Chuck Berry singles chronology
| "Broken Arrow" (1959) | "Let It Rock" (1960) | "Bye Bye Johnny" (1960) |

= Let It Rock (Chuck Berry song) =

1960 rock and roll song by Chuck Berry

"Let It Rock" is a song written and recorded by rock and roll pioneer Chuck Berry. Chess Records released it as single, which reached number 64 on the US Billboard Hot 100 chart in February 1960. Chess later added it to Berry's album Rockin' at the Hops (1960). In 1963, Pye Records released it as a single in the UK, where it reached number six.

"Let It Rock" was recorded by Berry on guitar and vocal, with long-time backing musicians Johnnie Johnson on piano, Willie Dixon on double bass, and Fred Below on drums.

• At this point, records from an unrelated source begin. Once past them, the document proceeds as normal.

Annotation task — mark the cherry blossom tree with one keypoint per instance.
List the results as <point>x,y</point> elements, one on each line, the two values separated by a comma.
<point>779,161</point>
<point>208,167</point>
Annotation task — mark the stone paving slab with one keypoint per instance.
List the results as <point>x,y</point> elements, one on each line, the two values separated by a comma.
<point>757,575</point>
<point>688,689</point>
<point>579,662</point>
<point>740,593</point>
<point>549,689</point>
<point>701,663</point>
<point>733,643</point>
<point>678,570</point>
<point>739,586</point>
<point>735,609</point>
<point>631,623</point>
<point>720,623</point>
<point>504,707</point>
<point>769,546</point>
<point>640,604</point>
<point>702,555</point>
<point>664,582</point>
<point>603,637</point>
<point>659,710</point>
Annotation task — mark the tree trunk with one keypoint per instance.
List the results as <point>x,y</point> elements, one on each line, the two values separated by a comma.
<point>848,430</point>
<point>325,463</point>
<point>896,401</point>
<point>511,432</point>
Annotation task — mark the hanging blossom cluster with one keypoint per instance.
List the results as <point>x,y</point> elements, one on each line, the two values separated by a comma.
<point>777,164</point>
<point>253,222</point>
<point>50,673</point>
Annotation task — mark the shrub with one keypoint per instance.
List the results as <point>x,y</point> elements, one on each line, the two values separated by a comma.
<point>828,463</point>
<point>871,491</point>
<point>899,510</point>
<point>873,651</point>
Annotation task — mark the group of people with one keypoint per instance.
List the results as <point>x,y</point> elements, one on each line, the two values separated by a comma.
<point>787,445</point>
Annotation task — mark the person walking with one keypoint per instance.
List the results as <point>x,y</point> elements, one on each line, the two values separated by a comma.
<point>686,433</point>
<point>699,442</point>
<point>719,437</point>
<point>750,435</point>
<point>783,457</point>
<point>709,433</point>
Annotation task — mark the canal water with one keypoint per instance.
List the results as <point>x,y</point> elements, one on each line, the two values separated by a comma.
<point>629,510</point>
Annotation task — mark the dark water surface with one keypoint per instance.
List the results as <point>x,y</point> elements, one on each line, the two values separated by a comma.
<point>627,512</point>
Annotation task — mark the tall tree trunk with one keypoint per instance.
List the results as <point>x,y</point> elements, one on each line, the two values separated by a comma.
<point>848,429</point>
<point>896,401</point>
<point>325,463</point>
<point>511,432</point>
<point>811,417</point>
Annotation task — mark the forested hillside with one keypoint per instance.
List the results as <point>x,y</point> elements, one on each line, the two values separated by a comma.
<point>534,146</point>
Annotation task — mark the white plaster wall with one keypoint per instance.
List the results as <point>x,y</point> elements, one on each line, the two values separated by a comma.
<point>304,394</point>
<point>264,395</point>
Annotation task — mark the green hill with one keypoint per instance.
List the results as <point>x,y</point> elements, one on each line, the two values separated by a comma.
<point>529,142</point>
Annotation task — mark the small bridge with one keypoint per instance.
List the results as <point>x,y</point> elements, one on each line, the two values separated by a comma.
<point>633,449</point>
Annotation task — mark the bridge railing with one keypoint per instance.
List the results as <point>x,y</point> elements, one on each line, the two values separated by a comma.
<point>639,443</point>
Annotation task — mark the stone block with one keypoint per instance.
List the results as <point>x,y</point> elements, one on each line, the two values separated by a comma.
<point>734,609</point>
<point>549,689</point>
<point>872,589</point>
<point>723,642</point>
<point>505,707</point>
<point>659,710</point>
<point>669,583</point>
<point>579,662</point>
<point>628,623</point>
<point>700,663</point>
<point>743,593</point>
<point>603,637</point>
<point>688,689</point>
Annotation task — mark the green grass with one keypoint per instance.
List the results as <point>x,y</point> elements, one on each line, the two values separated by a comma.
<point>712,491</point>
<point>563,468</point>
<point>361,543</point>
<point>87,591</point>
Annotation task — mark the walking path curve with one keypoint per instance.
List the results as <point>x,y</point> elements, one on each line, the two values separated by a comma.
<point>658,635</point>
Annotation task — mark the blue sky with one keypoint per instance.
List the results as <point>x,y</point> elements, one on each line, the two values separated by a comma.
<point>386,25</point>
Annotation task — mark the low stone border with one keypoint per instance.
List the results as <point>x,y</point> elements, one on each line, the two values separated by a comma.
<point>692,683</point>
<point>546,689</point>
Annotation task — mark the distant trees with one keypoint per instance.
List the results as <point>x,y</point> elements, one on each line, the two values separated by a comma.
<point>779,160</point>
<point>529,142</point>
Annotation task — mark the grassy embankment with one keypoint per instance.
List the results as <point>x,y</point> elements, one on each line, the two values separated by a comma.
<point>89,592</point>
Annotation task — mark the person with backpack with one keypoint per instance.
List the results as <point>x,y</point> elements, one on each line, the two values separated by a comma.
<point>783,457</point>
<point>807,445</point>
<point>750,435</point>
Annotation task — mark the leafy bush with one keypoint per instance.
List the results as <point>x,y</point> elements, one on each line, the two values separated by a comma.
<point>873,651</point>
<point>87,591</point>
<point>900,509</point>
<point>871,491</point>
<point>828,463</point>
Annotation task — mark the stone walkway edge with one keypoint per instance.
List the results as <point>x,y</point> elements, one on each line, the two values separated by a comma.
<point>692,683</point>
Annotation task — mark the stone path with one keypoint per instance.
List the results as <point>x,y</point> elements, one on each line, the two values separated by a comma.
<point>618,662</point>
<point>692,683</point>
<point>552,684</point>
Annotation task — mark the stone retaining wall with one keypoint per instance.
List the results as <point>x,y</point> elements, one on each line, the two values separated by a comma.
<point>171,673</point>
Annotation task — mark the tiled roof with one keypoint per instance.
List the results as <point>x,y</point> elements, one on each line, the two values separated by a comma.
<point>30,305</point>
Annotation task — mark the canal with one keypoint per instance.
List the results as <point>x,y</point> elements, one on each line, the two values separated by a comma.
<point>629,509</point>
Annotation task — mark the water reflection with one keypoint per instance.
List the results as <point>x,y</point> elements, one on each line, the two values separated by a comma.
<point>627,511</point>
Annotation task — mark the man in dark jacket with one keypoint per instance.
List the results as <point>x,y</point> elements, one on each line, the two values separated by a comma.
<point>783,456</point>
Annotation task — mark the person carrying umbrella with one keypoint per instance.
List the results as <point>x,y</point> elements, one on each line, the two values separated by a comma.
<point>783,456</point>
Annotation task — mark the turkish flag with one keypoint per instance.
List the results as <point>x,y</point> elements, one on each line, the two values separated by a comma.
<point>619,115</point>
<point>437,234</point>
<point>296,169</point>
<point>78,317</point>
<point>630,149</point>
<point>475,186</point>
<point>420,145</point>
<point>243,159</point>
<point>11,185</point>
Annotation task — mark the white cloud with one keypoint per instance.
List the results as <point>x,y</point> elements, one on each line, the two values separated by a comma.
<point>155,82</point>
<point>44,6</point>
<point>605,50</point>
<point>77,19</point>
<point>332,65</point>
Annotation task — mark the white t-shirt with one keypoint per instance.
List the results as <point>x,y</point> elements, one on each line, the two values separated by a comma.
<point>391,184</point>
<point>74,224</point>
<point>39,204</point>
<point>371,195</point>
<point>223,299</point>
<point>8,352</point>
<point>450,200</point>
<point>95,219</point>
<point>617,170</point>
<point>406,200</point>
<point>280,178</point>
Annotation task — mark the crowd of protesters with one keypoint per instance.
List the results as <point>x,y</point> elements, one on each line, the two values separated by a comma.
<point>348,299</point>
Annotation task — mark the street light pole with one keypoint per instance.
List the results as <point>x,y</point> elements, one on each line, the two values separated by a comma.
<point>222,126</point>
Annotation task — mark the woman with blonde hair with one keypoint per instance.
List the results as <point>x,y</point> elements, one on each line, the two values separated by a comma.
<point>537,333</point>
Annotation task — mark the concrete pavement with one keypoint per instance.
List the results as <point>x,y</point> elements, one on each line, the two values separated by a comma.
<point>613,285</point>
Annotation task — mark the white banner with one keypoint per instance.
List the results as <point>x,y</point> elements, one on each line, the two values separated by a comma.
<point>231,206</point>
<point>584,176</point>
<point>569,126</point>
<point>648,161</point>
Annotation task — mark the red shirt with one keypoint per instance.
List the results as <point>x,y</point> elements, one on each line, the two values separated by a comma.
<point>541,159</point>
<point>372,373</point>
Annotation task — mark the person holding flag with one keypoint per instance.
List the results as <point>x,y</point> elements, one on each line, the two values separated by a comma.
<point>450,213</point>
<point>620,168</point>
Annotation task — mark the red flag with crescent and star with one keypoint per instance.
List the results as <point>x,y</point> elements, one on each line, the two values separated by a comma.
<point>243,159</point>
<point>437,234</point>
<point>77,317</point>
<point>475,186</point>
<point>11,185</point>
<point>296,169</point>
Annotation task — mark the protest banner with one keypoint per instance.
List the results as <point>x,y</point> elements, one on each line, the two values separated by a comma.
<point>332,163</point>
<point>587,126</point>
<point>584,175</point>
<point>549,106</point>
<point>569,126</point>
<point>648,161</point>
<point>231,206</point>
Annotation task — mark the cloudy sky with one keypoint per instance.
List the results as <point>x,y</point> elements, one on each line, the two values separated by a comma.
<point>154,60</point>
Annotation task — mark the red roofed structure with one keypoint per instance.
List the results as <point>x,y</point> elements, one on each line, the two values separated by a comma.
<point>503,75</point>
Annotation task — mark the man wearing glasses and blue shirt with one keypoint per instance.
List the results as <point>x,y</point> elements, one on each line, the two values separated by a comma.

In a song review for AllMusic, critic Matthew Greenwald called it a "rock & roll masterpiece ... Utilizing the same geographic images as 'Roll Over Beethoven' and 'Johnny B Goode,' (among others), Chuck Berry creates an atmosphere that is definitive rock & roll poetry".

==Renditions==
A live version of "Let It Rock" was recorded by the Rolling Stones during a performance in Leeds, England, in 1971. Described by critic Stephen Thomas Erlewine as "cooking" and "fiery", the recording was included as the B-side of "Brown Sugar" in the UK in 1971, it was also released on the Spanish issue of the Sticky Fingers (1971) album (as a replacement for the song "Sister Morphine", which was banned by Francisco Franco's regime) and later on the compilations Rarities 1971–2003 (2005) and The Singles 1971–2006 (2011). A later performance of "Let It Rock" opens the concert video The Rolling Stones: Some Girls Live in Texas '78 (2011). The B-side "Too Pooped to Pop" was released as a single by New Zealand band the La De Da's in 1974, which peaked at No. 26 on the Go-Set National Top 40 in Australia.

In December 1975, a live version of "Let It Rock" was recorded by Australian band Skyhooks during a performance in Melbourne. Released as a single with live versions of "Revolution" and "Saturday Night" as the B-side, the song peaked at number 26 in Australia.